The book meister re: Band Rules - how about from a promoters perspective
A pretty good list of rules, yep.
Each band should have them, and, they go over them now and then as a review. It is good business.
What about gigging at a festival?
There are some rules that change pretty much, and, that could add to band info. Such as:
1. be kind to the sound man (he works for the promoter) if the event is engineered, he is my ears and eyes and my go to for such matters as critique and band reaction with the crowd (and much more).
2. clean up your mess on the stage for the next band
3. keep your gig free from profanity and off color jokes
4. take em up and bring em down (especially in an outdoor daytime warm environment)don't kill the dancers
5. Use the mic at some point to thank the sponsors (if there is no MC) and summons security when needed.
6. Have fun (an audience feeds off of a band that has fun). Fun does not need to be offensive
7. Beer, booze or wine to be in non-distinguishable plastic cups (it sets a good image).... get real sloppy and the engineer pulls the plug and runs a cd.
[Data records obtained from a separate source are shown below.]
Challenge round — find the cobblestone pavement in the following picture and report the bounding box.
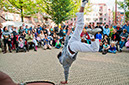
[0,48,129,85]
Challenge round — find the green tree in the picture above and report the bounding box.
[118,0,129,21]
[38,0,90,25]
[0,0,38,22]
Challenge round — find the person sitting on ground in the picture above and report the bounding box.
[108,41,117,54]
[102,42,110,55]
[103,25,110,36]
[102,35,110,44]
[119,29,128,52]
[99,42,103,52]
[125,35,129,49]
[25,30,37,51]
[43,34,51,50]
[2,26,12,54]
[95,32,102,42]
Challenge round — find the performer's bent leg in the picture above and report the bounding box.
[68,12,84,45]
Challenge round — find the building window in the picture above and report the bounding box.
[74,18,76,21]
[34,18,39,23]
[86,18,91,21]
[99,13,103,16]
[99,18,103,21]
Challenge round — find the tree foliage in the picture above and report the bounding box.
[118,0,129,21]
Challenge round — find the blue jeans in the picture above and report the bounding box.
[108,50,116,53]
[119,41,125,49]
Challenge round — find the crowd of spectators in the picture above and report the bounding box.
[0,21,129,54]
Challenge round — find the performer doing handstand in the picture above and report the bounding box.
[57,0,101,84]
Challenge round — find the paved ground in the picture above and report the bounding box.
[0,48,129,85]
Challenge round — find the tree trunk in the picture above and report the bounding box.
[21,6,24,22]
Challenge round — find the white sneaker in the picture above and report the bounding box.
[86,28,102,35]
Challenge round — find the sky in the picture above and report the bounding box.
[90,0,124,11]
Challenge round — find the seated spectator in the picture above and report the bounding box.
[55,40,61,49]
[119,29,128,52]
[2,26,12,54]
[102,42,110,55]
[102,35,110,44]
[103,25,110,36]
[80,28,91,44]
[25,30,37,51]
[37,25,42,34]
[109,25,114,38]
[25,25,29,34]
[43,34,51,50]
[99,42,103,52]
[95,32,102,42]
[108,41,117,54]
[18,26,24,34]
[39,30,45,41]
[111,29,120,51]
[125,35,129,49]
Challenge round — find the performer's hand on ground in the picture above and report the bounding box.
[60,81,68,84]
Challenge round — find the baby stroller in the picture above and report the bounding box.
[16,37,26,53]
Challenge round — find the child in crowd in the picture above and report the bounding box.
[11,33,15,50]
[102,35,110,44]
[95,32,102,42]
[99,42,103,52]
[108,42,117,54]
[125,35,129,49]
[55,40,61,49]
[43,34,51,50]
[102,42,110,54]
[18,38,24,48]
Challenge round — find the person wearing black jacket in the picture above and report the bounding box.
[2,26,12,54]
[95,23,103,34]
[111,29,120,50]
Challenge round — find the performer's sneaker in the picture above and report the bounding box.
[86,28,102,35]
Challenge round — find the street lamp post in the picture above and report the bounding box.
[115,0,117,24]
[123,0,126,24]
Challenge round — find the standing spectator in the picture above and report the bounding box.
[55,40,61,49]
[109,25,114,38]
[22,23,26,30]
[19,26,24,34]
[0,23,3,52]
[95,32,102,42]
[103,25,110,36]
[102,42,110,55]
[102,35,110,44]
[37,25,42,34]
[125,35,129,49]
[12,29,18,49]
[39,30,45,41]
[29,26,33,32]
[95,23,103,34]
[123,21,129,34]
[43,34,51,50]
[119,29,128,52]
[3,26,12,54]
[111,29,120,51]
[9,26,14,33]
[25,25,29,34]
[99,42,103,52]
[25,30,37,51]
[108,42,117,54]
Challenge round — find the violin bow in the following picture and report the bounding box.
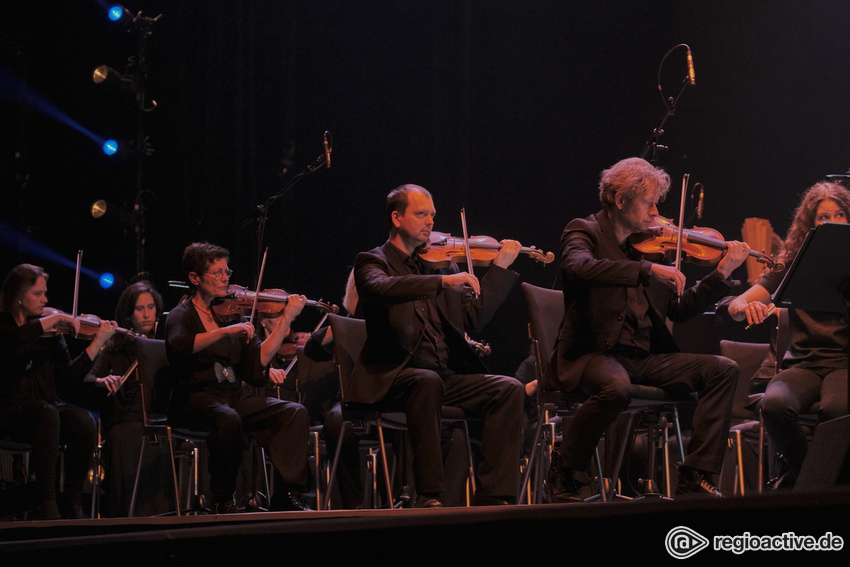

8. Single point of contact (usually the band leader). This person is responsible for the band or any one member of the band.
Although in a social aspect, I always enjoyed every band member as part of the musical family (I usually had no less than 20 bands covering a 3 day festival)that can include many many musicians engineers and others.
9. never rub a sponsor... if there is some problem let the promoter do his/her thing on the judgement.
Point: I once tossed the Hard Rock Cafe (sponsor) from an event, handed my knife up to Ed Poullard and and told him to cut their bannor and advertising from my number one stage. The young corporate hard body they sent got higly igindignent and very rude to the band (my premier band) and to my engineer, then started in on me... see ya, bye bye baby, your toast! She packed it up and hit the road after I made a decission, and we continued with the event and had a dandy time. Now this sounds pretty outlandish (perhaps), but this was a first for this particular sponsor and they were not considered any high dollar pony (leastwise to me), not like my Budweiser and Southwest Airlines folks and others (as sponsors) that were always great folks. Right is right and wrong is wrong and doo doo happens. that's why it's best to have # 10.
10. Always have a "plan B" for the unexpected no matter if it a blown tube in your fender amp, or oops I forgot the cords and extra strings.
Side musicians, frontmen and first rate pro bands usually always seemed to not need many rules explained (the pros seem to be pretty on top of quality among themselves as part of the seasoned musician/traveler).